The Stones took me to several shows in the city. Our first outing together was to the Metropolitan Opera for a performance of Ariadne auf Naxos. The night turned out to be rather remarkable. First, Karl Böhm, who had been a personal friend and colleague of the composer, conducted entirely from sweet memory with Leonie Rysanek in the lead, and secondly the opera, opened in English only to modulate violently into the original German. It left one somewhat rattled. But more interesting for us three was the seating plight in which we found ourselves. Perched on a couple of decks high on the steep cliff that is the side of the huge ugly stone quarry they call the Metropolitan, we could only see the players far away and way down below us, who looked like pin-headed puppets tripping up in a pirouette. The fall of the curtain after the long prologue and induction came therefore as a real relief.

‘Come with me,’ Ruth called to Sam and me. Her restless inquiring eyes in and out of her spy-glass had spotted a box by the stage right at the other sheer fall of the hall. Only one lady sat there in solitary glory.

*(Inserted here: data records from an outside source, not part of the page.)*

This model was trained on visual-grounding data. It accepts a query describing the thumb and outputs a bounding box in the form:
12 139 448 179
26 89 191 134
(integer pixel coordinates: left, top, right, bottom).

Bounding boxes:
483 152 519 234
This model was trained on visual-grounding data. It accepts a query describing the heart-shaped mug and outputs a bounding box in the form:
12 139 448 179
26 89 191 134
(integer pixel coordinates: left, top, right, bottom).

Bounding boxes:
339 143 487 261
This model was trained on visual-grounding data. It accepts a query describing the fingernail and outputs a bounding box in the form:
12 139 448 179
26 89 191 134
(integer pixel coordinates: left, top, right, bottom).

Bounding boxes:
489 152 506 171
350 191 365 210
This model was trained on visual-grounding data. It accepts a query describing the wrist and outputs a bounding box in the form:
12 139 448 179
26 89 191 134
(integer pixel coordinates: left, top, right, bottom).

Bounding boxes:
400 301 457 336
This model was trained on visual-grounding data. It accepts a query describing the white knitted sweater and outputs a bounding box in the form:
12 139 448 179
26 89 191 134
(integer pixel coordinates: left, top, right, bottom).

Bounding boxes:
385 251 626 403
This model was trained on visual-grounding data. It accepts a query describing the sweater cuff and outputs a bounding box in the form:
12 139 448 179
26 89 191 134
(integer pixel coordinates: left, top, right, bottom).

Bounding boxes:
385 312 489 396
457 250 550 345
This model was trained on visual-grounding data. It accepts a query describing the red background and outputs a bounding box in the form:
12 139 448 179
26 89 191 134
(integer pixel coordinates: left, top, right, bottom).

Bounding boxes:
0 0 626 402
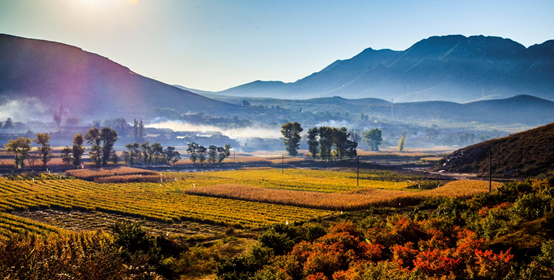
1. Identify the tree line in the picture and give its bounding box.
[4,126,195,169]
[187,142,231,164]
[122,142,181,166]
[281,122,384,160]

‘She won’t let us in,’ Sam protested.

‘Oh, why not? She’s all alone and surely wouldn’t mind our joining her,’ Ruth swept us along. Next she got hold of a distinguished looking usher, and before the old man knew what was afoot, prevailed upon him to lead the way to the box ‘Can you resist her?’ the old man threw wide his hands when I could not contain a laugh. So into the box we all marched.

‘Here you are, lady,’ the usher bowed us in.

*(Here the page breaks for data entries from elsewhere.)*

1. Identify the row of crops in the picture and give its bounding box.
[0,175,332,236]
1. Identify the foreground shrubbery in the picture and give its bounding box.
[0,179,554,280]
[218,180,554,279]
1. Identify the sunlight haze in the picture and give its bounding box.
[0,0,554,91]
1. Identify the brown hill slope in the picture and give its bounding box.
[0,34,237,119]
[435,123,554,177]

‘Yes, thank you so much,’ replied Ruth, bowing out the man. And then turning that same winning smile of hers upon the lady seated inside, she stated simply as a matter of course that we had come to swell her company.

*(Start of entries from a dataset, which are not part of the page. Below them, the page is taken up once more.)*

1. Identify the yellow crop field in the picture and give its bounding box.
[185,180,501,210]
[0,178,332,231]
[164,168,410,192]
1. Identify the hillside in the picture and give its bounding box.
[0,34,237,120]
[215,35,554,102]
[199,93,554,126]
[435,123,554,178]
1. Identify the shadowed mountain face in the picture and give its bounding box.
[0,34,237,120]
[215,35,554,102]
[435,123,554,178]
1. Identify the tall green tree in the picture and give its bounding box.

‘Well, that’s all right by me,’ said the lady seated inside the box, ‘except that the box is not mine really.’

‘Oh, that’s fine, then,’ Ruth soothed her, and looked over to Sam and me to see how comfortable we were in the seats she had already settled us in. Then the curtain rose for the opera proper, and with that fell our joint fortunes. A solid shadow of a man emerged suddenly, darkening the entrance to our box.

‘Please come back with me to your seats,’ he said briefly and with supreme blandness.

‘Why, the lady here invited us in,’ Ruthremonstrated with him.

‘Sorry, madam, but you don’t want me to lose my job. So come with me, please,’ the shadow said in a voice still more portentous than fate.

‘Oh, surely the lady who owns the box does not mind our staying,’ Ruth insisted, appealing to that august personage. But no help came from that high state. Instead she said:

‘Oh, no, I told you the box was not mine,’ and then she added something to the effect that she was the wife of some manager or director at the Metropolitan, but by this time we had been marched out and consequently lost her mumbling in the music then pouring all over the place. On the way, Ruth, irrepressible as ever, steered Sam and me into another private box, this time occupied by its legitimate owners, an elderly couple who regarded us sternly in turn through their lognettes and then very wisely returned their attention to the business on hand. We had not even bothered to say hello but flopped straight into the first empty seats we saw vacant in the box.

We went to several more shows together, Harold Pinter’s two plays The Dumbwaiter and The Collection, in a double bill off Broadway, and John Gielgud’s star-studded revival of The School for Scandal supplying both ends of the beat. I arrived for the latter in heavy snow and on a train more than two hours behind schedule but got in all the same ahead of Ruth and Sam. They found me on the outskirts of a large crowd crushing their way through the foyer of The Majestic.